The £75 million investment in Fernando Torres and David Luiz is the latest attempt to extend Chelsea's glory years; the much-hyped youth policy was another. But posterity proves that breaking up a team is hard to do: replacements are often inferior or ill-fitting. Don Revie's Leeds side grew old together, as did Stan Cullis' Wolves. One of the charges that can be levelled against Kenny Dalglish is that, in his first spell at Anfield, he failed to prepare for the future - instead, Graeme Souness steamed in with too much money and too little judgment and discovered Dean Saunders, Mark Walters, Paul Stewart and Julian Dicks could not carry on a tradition of trophies.
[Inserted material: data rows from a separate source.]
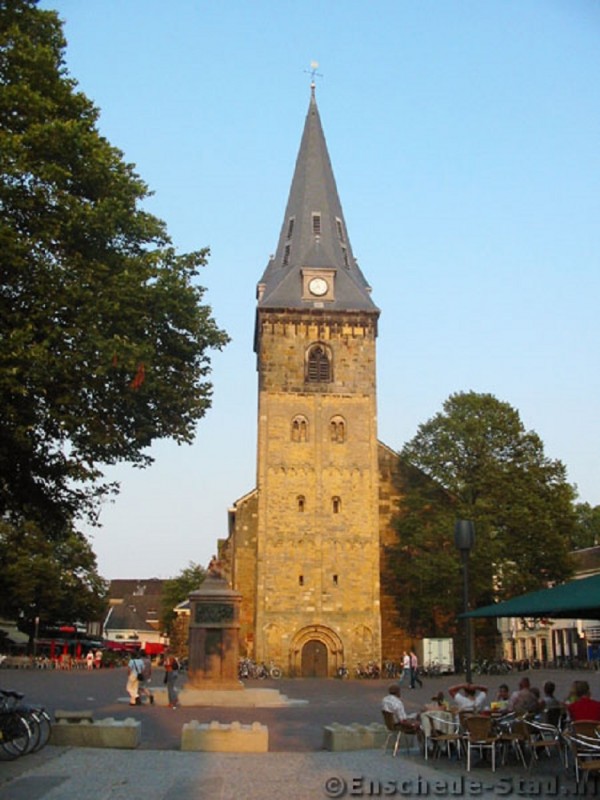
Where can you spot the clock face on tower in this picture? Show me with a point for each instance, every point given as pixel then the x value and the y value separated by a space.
pixel 318 286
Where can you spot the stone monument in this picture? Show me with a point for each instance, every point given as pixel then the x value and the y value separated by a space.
pixel 214 634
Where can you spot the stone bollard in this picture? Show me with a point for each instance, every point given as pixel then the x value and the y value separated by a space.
pixel 108 732
pixel 228 738
pixel 338 738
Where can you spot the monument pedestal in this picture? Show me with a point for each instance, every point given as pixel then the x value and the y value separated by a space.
pixel 214 637
pixel 214 652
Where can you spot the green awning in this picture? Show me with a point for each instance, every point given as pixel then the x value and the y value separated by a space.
pixel 579 599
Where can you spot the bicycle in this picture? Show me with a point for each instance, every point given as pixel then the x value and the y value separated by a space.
pixel 16 736
pixel 24 728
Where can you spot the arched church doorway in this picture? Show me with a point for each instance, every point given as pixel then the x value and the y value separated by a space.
pixel 314 660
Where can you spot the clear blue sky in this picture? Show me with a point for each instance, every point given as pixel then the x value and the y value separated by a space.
pixel 465 140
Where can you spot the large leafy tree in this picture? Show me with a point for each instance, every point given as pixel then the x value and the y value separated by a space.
pixel 475 460
pixel 587 531
pixel 54 579
pixel 104 339
pixel 175 591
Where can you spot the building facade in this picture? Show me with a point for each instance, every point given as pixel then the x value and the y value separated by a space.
pixel 305 547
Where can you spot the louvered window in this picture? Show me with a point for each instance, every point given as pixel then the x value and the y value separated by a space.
pixel 319 366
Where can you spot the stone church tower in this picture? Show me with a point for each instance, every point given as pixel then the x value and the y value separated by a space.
pixel 304 547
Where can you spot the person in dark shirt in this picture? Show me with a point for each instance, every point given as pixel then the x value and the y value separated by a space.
pixel 583 707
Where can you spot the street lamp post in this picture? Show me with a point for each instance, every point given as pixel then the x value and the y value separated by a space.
pixel 464 539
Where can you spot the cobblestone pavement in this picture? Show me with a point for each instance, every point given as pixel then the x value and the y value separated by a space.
pixel 296 766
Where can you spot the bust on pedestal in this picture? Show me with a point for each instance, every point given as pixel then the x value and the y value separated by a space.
pixel 214 634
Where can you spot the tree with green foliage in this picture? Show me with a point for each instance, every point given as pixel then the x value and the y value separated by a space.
pixel 54 579
pixel 587 529
pixel 476 461
pixel 104 339
pixel 175 591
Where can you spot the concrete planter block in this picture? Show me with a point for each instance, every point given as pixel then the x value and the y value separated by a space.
pixel 337 738
pixel 232 738
pixel 109 732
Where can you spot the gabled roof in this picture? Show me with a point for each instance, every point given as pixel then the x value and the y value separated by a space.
pixel 122 587
pixel 305 245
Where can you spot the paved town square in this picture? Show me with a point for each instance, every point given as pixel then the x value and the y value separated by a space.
pixel 296 767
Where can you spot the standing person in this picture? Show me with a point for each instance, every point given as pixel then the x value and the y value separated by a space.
pixel 171 675
pixel 405 668
pixel 144 679
pixel 468 696
pixel 414 670
pixel 135 668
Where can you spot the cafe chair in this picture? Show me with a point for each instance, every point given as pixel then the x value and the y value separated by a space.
pixel 586 754
pixel 545 737
pixel 480 735
pixel 444 734
pixel 513 734
pixel 408 728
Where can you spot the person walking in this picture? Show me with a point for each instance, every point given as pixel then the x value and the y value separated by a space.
pixel 135 668
pixel 405 669
pixel 414 670
pixel 144 689
pixel 171 674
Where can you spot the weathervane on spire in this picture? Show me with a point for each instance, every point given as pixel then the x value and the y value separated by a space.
pixel 314 65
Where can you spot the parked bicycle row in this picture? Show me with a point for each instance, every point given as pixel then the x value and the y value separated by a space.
pixel 24 728
pixel 248 668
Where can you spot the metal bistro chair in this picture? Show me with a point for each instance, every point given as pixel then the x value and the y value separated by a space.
pixel 480 735
pixel 586 754
pixel 397 729
pixel 444 732
pixel 513 734
pixel 546 737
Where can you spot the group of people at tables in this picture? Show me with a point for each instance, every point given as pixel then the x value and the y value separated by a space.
pixel 473 698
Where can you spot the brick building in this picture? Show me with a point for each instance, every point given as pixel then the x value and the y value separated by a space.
pixel 305 547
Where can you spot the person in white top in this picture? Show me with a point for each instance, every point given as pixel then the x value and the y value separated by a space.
pixel 468 696
pixel 392 703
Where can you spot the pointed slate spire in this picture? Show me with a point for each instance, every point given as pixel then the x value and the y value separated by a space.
pixel 313 235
Jamie Carragher made a compelling point last year when he argued that it was not Sir Alex Ferguson who knocked Liverpool from their perch but Souness. The warning, should Roman Abramovich choose to heed it, is that managerial changes often account for the fall from grace. Manchester City's finest team was steered off course when Malcolm Allison displaced Joe Mercer, going from sidekick to driver. Revie left Leeds, perhaps unwilling to face the reality that his stalwarts were nearing the end, but the incendiary choice of Brian Clough as his successor backfired. Everton played it safer in 1987, promoting from within by choosing Colin Harvey to carry on from Howard Kendall, but two league titles in three seasons have been followed by none in 23.
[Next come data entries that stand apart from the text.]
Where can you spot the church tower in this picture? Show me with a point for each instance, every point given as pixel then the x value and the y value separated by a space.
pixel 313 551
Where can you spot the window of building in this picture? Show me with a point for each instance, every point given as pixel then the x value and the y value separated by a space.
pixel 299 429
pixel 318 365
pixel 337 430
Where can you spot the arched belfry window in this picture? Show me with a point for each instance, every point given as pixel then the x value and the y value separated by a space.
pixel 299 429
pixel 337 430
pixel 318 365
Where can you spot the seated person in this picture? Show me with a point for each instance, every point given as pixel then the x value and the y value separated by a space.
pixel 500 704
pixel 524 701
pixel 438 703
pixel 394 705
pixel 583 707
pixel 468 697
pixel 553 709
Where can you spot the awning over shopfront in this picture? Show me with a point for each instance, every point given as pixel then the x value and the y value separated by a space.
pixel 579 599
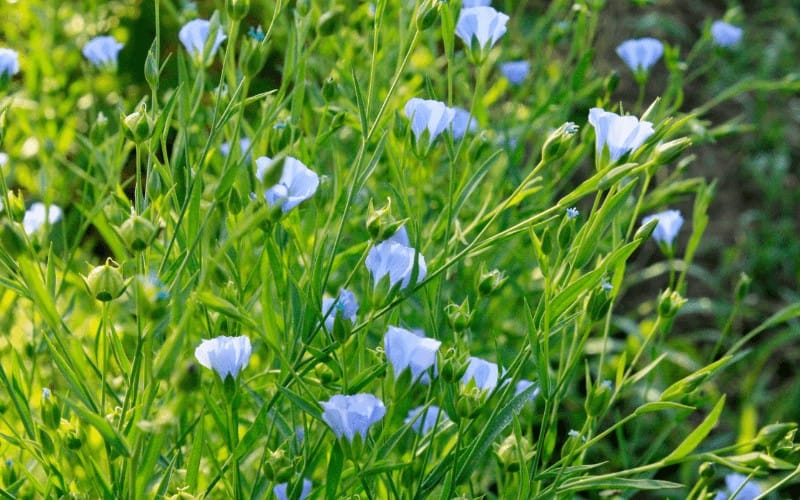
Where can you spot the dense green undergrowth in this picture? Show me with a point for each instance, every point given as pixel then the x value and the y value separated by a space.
pixel 345 250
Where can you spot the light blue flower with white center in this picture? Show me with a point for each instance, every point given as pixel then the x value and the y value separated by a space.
pixel 345 305
pixel 193 36
pixel 524 384
pixel 430 417
pixel 390 258
pixel 640 54
pixel 38 215
pixel 430 115
pixel 281 491
pixel 9 63
pixel 351 415
pixel 297 184
pixel 102 51
pixel 735 482
pixel 621 134
pixel 726 34
pixel 405 350
pixel 482 26
pixel 669 223
pixel 515 71
pixel 484 373
pixel 463 123
pixel 225 355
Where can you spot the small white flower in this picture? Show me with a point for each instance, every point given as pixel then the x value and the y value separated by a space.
pixel 298 183
pixel 9 62
pixel 37 214
pixel 281 493
pixel 463 123
pixel 515 71
pixel 102 51
pixel 669 223
pixel 640 54
pixel 225 355
pixel 351 415
pixel 430 115
pixel 725 34
pixel 345 305
pixel 404 350
pixel 395 260
pixel 424 423
pixel 484 24
pixel 484 373
pixel 193 36
pixel 621 134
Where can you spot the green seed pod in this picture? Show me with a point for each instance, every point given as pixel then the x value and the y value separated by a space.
pixel 138 232
pixel 51 411
pixel 97 134
pixel 137 125
pixel 105 283
pixel 459 317
pixel 16 206
pixel 237 9
pixel 490 282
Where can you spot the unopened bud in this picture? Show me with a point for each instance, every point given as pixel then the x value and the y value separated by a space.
pixel 237 9
pixel 427 14
pixel 669 303
pixel 137 125
pixel 138 232
pixel 669 151
pixel 278 468
pixel 459 316
pixel 489 282
pixel 105 283
pixel 555 143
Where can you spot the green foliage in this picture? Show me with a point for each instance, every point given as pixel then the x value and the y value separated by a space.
pixel 525 248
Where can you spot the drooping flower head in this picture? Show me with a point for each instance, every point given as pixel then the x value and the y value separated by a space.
pixel 345 306
pixel 102 51
pixel 622 134
pixel 9 63
pixel 281 490
pixel 725 34
pixel 405 350
pixel 640 54
pixel 669 223
pixel 395 260
pixel 484 373
pixel 351 415
pixel 224 355
pixel 430 115
pixel 424 423
pixel 35 217
pixel 193 36
pixel 480 28
pixel 298 183
pixel 515 71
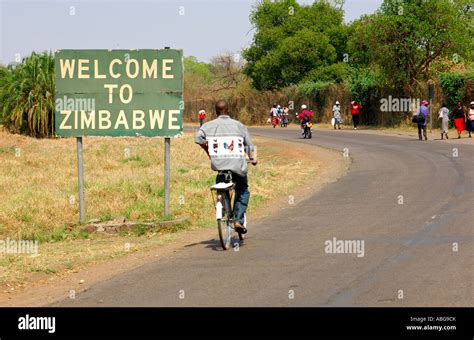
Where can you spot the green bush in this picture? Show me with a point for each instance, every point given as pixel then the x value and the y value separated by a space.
pixel 456 87
pixel 27 96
Herbert Chapman ensured the end of an era at Huddersfield by decamping for Arsenal, and the combination of his death in 1934 and the advent of World War II five years later stopped dominance becoming a theme at Highbury. It is one of two prime examples of misfortune: the greatest is at Old Trafford. Sir Matt Busby built three great teams, either side of two lulls. The first was caused by ageing, the second by the Munich Air Disaster. Without that, it is possible to imagine the generation of George Best, Brian Kidd and Nobby Stiles seamlessly succeeding the original Busby Babes while Duncan Edwards and Bobby Charlton straddled the eras. It was not to be, however, and United fell as far as 19th place in 1963.
Clough - after his rehabilitation at Nottingham Forest - and Tottenham's Bill Nicholson were other managerial patriarchs to capture silverware in their later years, but only after a dip. Each had two different teams at his respective club but bridging the gap contained difficulties.
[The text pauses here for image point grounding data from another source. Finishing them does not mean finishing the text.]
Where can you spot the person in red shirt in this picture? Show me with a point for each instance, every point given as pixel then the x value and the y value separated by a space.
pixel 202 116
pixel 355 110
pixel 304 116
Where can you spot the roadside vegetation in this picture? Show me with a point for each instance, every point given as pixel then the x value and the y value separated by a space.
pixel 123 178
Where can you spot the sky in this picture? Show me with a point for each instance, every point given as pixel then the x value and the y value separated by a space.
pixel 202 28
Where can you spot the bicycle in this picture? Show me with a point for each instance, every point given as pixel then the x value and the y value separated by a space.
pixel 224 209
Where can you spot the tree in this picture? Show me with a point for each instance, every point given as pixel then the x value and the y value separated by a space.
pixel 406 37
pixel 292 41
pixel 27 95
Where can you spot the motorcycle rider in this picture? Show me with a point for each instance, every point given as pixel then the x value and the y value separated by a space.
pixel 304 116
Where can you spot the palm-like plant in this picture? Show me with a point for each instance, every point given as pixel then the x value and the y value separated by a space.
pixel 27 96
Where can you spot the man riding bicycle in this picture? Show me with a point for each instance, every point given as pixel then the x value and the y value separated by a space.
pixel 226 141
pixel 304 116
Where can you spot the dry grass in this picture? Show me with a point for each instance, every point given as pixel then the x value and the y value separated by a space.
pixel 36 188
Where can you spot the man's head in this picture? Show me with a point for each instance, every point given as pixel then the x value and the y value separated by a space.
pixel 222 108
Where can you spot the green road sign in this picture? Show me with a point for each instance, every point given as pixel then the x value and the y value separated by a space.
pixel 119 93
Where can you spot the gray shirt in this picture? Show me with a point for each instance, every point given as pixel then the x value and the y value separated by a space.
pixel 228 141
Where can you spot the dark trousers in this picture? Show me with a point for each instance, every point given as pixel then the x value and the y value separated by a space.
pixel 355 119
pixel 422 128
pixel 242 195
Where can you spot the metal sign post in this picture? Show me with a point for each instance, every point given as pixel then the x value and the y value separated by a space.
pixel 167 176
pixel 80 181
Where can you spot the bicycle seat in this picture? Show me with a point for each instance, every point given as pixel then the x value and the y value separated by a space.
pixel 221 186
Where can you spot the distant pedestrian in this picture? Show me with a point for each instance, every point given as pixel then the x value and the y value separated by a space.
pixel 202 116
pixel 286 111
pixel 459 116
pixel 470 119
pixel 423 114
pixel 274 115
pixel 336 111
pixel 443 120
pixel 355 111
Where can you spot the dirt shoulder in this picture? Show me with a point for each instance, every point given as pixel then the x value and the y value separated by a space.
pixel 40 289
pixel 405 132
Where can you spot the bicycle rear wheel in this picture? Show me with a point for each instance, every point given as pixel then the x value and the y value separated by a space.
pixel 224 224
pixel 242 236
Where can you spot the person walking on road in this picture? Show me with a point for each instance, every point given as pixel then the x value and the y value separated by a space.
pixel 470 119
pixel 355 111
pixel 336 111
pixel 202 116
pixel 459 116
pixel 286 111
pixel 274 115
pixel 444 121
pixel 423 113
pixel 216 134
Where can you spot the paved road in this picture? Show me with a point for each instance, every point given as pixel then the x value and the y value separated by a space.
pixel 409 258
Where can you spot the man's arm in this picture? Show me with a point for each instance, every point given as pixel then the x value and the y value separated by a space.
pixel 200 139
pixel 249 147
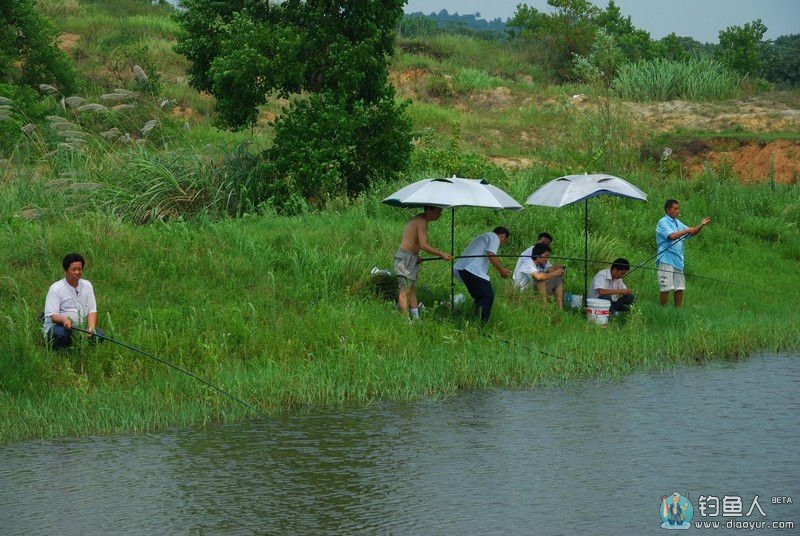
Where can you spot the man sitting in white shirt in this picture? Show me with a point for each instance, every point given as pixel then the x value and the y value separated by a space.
pixel 608 285
pixel 534 266
pixel 69 302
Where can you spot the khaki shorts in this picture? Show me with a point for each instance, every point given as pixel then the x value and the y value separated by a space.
pixel 552 284
pixel 670 278
pixel 406 267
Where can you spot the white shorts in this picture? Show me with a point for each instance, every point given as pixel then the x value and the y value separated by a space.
pixel 670 278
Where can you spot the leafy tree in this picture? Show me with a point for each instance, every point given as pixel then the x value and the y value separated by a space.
pixel 349 131
pixel 633 43
pixel 781 60
pixel 29 54
pixel 567 32
pixel 740 47
pixel 600 65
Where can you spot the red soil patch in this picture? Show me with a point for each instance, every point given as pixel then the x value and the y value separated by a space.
pixel 752 162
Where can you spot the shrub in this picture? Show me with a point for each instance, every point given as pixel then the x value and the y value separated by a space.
pixel 662 80
pixel 325 147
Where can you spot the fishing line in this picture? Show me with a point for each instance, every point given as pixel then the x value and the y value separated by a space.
pixel 176 367
pixel 657 254
pixel 593 261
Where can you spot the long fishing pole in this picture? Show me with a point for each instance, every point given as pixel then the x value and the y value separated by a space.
pixel 176 367
pixel 592 261
pixel 658 253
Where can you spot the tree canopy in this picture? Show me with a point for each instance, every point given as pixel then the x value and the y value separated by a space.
pixel 29 54
pixel 343 129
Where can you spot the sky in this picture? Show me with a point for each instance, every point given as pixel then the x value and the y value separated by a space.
pixel 700 19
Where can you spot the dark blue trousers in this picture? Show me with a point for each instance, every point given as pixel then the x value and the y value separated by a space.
pixel 60 337
pixel 623 303
pixel 481 291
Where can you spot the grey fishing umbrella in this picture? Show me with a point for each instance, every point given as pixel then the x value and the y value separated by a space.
pixel 451 193
pixel 571 189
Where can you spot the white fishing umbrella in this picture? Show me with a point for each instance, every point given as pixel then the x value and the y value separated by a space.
pixel 571 189
pixel 451 193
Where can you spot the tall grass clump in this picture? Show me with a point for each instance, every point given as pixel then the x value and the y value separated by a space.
pixel 697 79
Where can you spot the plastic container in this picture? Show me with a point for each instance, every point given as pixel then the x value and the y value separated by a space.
pixel 598 311
pixel 573 301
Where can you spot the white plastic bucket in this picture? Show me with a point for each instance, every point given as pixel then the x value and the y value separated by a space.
pixel 598 311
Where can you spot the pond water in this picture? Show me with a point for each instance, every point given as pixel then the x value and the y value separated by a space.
pixel 592 457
The fly-by-night feats of one-time winners are explained by a more equal distribution of talent at the time. At a stage when more money separates top from bottom, the elite are more established. But sustained success has only been achieved twice. The formula is inexact: United have had one manager, Ferguson, whose extraordinary will to win helps explain it; Liverpool had four (Bill Shankly, Bob Paisley, Joe Fagan and Dalglish) with the Boot Room philosophy offering continuity.
The group of players who acquired the collective nickname 'Fergie's Fledglings' remain huge contributors at Old Trafford and, while Anfield's homegrown contingent included such notables as Phil Thompson, Jimmy Case and Sammy Lee, they benefited more from identifying young - sometimes cheap and unknown - players whom they schooled and improved. From Steve Heighway, Ray Clemence and Kevin Keegan through to Alan Hansen, Ian Rush, Bruce Grobbelaar, Ronnie Whelan and Steve Nicol, the list is long and distinguished.
Liverpool were prepared to spend heavily, whether on Dalglish or John Barnes and Peter Beardsley, but did so comparatively infrequently; United, from Gary Pallister, Paul Ince and Roy Keane via Dwight Yorke, Ruud van Nistelrooy, Rio Ferdinand and Juan Sebastian Veron to Wayne Rooney and Dimitar Berbatov, have done so more often.
Yet both could rely on much else besides the chequebook: a winning mentality, an environment where emerging players bloomed, a mix of youth and experience and excellent long-term planning. Despite their considerable prowess, Chelsea tick too few of the boxes and decline could be the consequence.